Wednesday, January 20, 2010

Yesterday, my wife and I went to our first counseling session. I've never been to see a counselor or anything like that so I was unsure what to expect. We talked about a lot of stuff and we've decided to continue going every couple of weeks for awhile and see what happens. It was sort of difficult to call to mind and disucss our issues since we've been changing behaviours and attitudes over the past month and things are going much better between us. But, I think that's the trap really. We "get feeling better" and slide back into our old patterns and then have another blow up worse than the last. With this counselor, we can keep our issues in front of us and continue to work on them, with some accountability to someone outside our marriage.

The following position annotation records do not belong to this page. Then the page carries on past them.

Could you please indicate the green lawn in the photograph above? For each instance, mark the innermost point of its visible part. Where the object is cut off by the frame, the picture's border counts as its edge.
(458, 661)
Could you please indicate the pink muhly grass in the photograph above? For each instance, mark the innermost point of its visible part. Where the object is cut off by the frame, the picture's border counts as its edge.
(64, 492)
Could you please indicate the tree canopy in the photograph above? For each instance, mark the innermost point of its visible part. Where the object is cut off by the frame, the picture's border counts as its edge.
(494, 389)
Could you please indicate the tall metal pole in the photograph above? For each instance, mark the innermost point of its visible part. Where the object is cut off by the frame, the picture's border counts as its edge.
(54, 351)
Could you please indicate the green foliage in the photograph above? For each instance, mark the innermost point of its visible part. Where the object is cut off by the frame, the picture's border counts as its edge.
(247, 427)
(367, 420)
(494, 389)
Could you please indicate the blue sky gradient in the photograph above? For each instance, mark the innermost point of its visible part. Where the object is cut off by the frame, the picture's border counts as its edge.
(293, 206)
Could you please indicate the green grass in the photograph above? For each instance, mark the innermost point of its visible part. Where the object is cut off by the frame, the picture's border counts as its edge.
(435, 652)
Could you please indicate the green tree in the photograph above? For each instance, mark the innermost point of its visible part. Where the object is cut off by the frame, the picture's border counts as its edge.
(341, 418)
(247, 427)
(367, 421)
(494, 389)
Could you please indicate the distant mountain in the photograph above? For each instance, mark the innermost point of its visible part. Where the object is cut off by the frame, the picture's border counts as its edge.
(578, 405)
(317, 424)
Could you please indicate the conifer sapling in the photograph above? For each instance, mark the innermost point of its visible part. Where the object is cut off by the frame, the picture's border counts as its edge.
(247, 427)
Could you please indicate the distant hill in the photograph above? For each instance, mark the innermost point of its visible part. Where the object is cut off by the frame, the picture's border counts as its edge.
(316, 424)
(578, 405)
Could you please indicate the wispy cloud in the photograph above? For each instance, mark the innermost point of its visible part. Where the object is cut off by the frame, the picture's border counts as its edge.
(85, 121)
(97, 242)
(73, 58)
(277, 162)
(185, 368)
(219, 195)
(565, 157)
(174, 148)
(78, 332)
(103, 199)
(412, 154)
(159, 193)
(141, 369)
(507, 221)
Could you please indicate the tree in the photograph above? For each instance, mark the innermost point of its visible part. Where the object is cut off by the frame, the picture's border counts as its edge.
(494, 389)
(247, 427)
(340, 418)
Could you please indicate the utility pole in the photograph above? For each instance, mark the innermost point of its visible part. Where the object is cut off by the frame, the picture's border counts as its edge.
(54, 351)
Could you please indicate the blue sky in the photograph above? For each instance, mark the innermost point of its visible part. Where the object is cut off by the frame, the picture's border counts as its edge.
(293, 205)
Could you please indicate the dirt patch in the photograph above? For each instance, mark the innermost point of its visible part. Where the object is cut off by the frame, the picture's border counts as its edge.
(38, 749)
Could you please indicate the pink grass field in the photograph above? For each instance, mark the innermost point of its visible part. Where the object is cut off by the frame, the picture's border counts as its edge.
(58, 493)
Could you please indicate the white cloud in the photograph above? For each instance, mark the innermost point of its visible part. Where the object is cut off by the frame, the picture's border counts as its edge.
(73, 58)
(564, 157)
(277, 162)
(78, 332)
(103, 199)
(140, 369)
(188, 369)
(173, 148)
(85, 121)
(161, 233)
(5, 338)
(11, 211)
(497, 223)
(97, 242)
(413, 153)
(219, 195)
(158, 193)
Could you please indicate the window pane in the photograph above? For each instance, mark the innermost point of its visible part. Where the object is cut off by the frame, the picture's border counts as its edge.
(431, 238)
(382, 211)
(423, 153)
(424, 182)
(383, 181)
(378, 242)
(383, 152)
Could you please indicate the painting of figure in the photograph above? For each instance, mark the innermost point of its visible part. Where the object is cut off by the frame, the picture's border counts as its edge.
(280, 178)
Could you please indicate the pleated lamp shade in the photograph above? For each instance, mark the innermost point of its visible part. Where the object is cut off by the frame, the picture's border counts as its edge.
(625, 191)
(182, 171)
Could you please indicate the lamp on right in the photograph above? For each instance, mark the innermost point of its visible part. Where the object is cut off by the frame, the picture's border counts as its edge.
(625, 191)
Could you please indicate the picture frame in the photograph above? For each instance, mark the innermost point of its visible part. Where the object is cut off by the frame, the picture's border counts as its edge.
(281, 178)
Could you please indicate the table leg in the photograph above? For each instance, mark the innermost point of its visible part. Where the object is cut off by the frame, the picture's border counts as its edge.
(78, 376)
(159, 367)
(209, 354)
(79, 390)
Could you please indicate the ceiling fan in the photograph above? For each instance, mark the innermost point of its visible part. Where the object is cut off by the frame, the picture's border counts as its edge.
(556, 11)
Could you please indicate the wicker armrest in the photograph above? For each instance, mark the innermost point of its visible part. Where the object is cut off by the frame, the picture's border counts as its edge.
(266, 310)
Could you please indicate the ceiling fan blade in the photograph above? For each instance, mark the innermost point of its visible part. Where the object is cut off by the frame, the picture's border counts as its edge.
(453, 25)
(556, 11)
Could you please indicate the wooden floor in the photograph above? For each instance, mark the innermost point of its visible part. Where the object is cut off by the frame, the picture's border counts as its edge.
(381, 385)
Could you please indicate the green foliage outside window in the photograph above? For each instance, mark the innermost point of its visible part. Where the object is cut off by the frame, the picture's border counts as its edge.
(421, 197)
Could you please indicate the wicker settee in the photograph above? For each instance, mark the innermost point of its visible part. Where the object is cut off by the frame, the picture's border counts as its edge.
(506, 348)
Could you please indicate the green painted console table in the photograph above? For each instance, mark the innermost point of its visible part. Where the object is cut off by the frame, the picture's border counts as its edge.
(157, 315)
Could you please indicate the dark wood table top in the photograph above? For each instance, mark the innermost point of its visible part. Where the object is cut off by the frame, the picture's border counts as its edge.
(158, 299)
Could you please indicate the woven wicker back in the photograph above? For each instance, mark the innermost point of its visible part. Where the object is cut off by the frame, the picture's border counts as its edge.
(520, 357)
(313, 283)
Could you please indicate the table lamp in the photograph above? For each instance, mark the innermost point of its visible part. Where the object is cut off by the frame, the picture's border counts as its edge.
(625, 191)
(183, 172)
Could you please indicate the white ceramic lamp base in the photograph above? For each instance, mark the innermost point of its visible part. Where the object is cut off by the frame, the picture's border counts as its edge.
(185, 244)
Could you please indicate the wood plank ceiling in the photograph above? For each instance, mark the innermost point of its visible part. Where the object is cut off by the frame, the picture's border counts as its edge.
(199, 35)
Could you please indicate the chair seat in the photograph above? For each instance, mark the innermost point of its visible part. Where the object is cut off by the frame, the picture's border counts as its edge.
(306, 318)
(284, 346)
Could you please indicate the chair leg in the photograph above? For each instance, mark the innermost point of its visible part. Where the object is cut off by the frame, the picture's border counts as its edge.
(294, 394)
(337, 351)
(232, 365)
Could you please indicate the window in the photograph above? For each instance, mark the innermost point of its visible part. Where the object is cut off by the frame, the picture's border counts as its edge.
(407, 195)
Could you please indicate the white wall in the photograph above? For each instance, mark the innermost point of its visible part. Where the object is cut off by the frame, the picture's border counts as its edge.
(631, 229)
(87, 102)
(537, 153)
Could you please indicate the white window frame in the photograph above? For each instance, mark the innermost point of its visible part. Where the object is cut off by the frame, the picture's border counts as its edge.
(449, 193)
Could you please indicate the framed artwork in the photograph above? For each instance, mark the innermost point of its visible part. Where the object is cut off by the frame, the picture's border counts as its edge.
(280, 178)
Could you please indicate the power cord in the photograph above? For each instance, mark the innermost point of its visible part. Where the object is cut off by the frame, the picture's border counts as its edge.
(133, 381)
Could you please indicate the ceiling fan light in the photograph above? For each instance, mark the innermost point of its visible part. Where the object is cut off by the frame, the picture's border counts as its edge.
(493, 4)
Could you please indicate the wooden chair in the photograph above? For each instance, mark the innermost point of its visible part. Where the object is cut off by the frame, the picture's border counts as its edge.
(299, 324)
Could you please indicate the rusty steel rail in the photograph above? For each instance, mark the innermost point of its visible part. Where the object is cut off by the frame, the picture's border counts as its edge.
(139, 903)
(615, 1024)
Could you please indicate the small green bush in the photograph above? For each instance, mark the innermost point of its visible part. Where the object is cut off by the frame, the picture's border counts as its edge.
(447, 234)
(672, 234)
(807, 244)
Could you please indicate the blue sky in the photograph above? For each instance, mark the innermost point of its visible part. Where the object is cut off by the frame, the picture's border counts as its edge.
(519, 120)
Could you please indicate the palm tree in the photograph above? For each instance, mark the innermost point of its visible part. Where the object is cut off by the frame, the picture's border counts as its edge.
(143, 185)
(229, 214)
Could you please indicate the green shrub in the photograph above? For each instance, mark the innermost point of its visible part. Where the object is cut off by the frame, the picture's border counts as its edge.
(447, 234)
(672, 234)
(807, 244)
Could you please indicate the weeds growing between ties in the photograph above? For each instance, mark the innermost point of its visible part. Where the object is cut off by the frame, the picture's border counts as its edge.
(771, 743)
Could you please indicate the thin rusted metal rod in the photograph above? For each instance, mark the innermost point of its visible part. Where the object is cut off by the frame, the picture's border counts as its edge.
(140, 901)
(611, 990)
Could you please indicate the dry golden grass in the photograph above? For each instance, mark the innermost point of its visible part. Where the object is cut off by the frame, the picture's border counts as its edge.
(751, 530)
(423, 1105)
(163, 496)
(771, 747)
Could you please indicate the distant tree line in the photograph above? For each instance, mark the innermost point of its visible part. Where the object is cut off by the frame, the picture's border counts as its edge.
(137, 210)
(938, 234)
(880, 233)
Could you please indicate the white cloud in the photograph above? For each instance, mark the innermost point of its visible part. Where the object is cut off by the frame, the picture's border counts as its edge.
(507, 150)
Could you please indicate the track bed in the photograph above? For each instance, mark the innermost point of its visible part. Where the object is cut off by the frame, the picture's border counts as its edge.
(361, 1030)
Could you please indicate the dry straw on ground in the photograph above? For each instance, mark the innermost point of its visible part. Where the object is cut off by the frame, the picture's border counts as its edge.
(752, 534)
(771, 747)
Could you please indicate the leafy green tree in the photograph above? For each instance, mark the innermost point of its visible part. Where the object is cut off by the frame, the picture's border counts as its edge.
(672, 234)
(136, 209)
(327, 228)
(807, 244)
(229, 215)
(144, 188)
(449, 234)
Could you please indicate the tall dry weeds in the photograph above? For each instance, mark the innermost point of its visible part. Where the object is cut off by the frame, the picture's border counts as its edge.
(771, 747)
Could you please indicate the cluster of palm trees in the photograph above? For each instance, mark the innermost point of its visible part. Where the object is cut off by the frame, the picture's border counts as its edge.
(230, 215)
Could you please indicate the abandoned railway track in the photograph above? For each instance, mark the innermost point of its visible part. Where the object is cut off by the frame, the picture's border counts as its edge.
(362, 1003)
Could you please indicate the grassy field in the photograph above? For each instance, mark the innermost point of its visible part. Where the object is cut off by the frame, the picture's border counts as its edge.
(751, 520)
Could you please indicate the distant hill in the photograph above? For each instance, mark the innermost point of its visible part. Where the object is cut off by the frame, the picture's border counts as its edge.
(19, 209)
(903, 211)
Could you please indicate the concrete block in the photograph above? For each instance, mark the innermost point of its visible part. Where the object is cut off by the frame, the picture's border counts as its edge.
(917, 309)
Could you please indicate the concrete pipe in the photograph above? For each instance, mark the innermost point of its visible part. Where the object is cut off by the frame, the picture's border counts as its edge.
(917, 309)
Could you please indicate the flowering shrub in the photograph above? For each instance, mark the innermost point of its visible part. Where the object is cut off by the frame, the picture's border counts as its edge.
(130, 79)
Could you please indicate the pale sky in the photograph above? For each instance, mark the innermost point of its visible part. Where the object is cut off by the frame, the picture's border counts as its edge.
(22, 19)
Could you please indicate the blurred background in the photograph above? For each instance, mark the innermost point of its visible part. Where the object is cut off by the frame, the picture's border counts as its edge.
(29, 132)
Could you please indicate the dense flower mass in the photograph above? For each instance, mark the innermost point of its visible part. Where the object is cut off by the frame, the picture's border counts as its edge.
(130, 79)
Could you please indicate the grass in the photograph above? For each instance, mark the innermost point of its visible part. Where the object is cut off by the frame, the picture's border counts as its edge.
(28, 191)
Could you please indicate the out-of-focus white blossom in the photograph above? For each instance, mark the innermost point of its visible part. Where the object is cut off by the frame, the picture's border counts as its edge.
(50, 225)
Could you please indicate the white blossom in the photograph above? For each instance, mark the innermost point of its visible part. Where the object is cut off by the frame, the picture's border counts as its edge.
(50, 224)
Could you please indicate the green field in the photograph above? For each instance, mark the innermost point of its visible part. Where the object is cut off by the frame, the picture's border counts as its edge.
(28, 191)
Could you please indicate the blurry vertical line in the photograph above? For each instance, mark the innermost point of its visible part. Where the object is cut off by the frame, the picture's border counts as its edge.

Sobriety still remains job one, for both of us. We've always had very seperate programs with no "overlap" where we share any of each other's program components. We've begun attending meetings together and talk a bit about sobriety stuff more than we used to. That has been an interesting change. All of this stuff is emotionally tiring so we'll have to be careful of expectations and so forth but at least we're headed in a better direction, with help this time.

prayer...

God, thank You for this day, this blank slate. I am grateful to You for continuing to remove my obsessions to practice addictive behaviours. Without You I'd be drunk, high, smoking and all sorts of awful. I know that everything good in my life comes though You and has come as a result of living the AA principles a day at a time. Please be with my wife and son and me as we work on our marriage and family. Please be with our neice Natalie as she works through her rehab. Please bless the people in Haiti and the people working so hard to rescue them. Please use me today for Your good works. I pray that I can align ym thoughts and my actions with Your plan.

6 comments:

Lou said...

What a beautiful prayer. Lovely to read that.

Kathy M. said...

Hello. I'm new to your blog, and like what I've read. I see it is for recovering alcoholics and addicts. Would an Al-Anon be welcome as well?

Feeling better and sliding back into old patterns makes me think of recovery. I know I have to remind myself that I can't stop doing all the things that keep me sane, or I'll revert back to old habits. I think of it as "going off my meds."

Best of luck with counseling.

Scott M. Frey said...

Kathy, you're more than welcome to hang around :-). There's some wonderful al-anon people who visit often! Thanks for coming by!

Scott

Syd said...

That's a wonderful prayer Scott. I wish you the best with therapy. I found that working the Al-Anon program was better than any therapy I had previously. But I did learn to not be afraid to share about myself in therapy.

Anonymous said...

nobody says marriage is easy. It needs to be worked at all the time. When alcohol is thrown into the mix you will have to work that much harder.

Scott M. Frey said...

wheelboy... Amen brother 110% spot on! Marriage has been the most difficult thing I've ever attempted... parenthood is right there too lol, thanks for coming by!